(Bob has done a great deal of admirable work in computational intelligence, and I don't count him as a personal enemy. In fact, I recently joined with him in recommending an IEEE member for elevation to a higher rank.)
This is from a July 31, 2008, note that went, at his request, to his Yahoo address rather than through the (no doubt archived) Baylor email system:
Dawkins' weasel program implements a (1, λ)-ES, not partitioned search. In each generation, there are λ offspring. All points in the parent string are subject to mutation in all generations. The fittest of the offspring replaces the parent. Fitness is the number of positions containing correct letters. It is possible for fitness of the parent to decrease from one generation to the next. The mutation probability is "low," so offspring are concentrated in the neighborhood (naturally defined in terms of Hamming distance) of the parent, not uniformly distributed on a subspace of the solution space as you indicate.
I think your analysis of partitioned search makes for a good example, but you should not suggest in any way that you're analyzing Dawkins' algorithm. I would like to see you change the target sentence. In any case, the Bard (and Dawkins) wrote "methinks" as one word, not two.
It would be interesting to see an analysis of the active information of the (1, λ)-ES Dawkins used. There are plenty of published analyses of the (1, λ)-ES as a Markov process for λ = 1 [actually 2]. I'm not sure about greater values of λ. What you need is the probability that the process enters the state corresponding to the target string in Q or fewer time steps, expressed as a function of mutation probability and λ. Of course, you could fall back on simulation.

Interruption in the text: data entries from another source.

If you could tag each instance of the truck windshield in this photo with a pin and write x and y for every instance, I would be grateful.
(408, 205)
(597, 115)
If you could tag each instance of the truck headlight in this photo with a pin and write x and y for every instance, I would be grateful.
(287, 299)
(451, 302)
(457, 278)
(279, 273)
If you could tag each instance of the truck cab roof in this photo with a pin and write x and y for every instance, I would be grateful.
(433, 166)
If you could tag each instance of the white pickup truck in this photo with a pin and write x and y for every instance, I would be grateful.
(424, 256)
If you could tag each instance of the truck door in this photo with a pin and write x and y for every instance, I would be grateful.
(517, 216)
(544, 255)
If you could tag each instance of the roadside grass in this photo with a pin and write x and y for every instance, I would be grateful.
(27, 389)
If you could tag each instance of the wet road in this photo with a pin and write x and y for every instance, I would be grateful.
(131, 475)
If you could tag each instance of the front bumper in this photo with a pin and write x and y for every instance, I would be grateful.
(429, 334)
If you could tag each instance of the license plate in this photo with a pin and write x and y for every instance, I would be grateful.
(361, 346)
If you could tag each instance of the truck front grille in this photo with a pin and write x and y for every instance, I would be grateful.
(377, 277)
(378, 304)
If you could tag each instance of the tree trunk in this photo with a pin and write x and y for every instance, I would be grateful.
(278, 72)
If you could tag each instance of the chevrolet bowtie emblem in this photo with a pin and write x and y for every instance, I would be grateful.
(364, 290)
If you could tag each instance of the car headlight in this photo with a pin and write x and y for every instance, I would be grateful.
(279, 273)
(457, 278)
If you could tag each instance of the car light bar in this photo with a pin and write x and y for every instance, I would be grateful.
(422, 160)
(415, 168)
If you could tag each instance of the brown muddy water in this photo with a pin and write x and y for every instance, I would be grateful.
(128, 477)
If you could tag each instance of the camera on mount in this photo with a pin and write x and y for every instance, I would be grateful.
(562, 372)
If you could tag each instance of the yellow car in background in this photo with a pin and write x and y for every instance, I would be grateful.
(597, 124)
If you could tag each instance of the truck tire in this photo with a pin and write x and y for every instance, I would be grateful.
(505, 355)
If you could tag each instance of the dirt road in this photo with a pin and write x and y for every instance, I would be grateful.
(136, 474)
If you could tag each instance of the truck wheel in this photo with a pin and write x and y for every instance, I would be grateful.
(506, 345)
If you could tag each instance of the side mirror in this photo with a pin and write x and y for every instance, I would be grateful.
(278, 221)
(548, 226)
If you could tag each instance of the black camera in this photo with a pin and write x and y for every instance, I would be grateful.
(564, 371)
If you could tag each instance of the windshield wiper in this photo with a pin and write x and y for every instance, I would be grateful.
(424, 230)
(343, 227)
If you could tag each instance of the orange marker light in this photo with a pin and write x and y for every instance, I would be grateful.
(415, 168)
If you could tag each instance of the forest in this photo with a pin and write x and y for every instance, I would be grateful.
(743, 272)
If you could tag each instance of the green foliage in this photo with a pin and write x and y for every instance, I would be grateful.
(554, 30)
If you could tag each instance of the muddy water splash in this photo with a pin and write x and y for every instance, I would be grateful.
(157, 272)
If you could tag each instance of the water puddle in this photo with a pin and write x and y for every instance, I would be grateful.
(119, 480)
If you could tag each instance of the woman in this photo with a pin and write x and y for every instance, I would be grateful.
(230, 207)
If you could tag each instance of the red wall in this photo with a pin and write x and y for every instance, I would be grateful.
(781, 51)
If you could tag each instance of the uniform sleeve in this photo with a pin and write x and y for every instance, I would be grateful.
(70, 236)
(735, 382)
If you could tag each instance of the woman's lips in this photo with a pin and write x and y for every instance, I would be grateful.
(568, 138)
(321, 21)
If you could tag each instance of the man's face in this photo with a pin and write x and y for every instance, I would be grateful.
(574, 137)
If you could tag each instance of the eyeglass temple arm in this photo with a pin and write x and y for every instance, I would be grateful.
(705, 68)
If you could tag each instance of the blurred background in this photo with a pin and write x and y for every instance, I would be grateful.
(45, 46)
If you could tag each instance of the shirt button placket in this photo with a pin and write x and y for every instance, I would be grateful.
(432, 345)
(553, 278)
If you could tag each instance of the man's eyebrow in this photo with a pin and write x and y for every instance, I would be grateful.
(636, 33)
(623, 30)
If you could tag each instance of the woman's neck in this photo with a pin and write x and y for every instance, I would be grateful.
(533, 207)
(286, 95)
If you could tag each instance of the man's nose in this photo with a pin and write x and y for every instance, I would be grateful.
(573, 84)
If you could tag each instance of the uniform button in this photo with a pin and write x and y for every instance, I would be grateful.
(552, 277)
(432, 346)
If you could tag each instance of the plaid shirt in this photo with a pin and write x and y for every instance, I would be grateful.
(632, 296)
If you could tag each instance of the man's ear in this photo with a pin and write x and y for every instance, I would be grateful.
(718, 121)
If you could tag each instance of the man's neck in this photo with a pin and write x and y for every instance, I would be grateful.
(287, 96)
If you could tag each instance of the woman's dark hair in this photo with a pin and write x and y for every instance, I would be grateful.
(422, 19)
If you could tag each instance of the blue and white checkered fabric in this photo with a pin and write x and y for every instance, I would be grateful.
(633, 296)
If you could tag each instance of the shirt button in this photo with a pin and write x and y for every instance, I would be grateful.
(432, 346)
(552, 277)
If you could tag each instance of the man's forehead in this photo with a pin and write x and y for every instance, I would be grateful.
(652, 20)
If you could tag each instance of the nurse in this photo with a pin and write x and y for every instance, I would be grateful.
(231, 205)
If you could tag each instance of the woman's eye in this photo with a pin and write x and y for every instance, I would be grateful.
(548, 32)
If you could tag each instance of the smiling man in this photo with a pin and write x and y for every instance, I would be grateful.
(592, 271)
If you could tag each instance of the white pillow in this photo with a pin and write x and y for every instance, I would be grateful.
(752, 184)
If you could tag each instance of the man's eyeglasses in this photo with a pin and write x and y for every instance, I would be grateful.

Marks did not respond to this particular note, but "ME*THINKS" turned into "METHINKS" in later drafts, and section III-F-2 of the published article addresses a (1,2)-ES [evolution strategy; sometimes it's instead "EA" for "evolutionary algorithm"] solving a restricted form of the problem solved by the Weasel program. Furthermore, section III-F-3 deals with the closely related (1+1)-ES.
It's not plausible, I think, that Marks ignored my note - he's responded to others since - and that he and Dembski subsequently happened to think of analyzing the evolutionary algorithms. The article neither gives the established names of the algorithms nor cites prior analyses in the literature. You have a good idea now of why I consider this to be academic misconduct.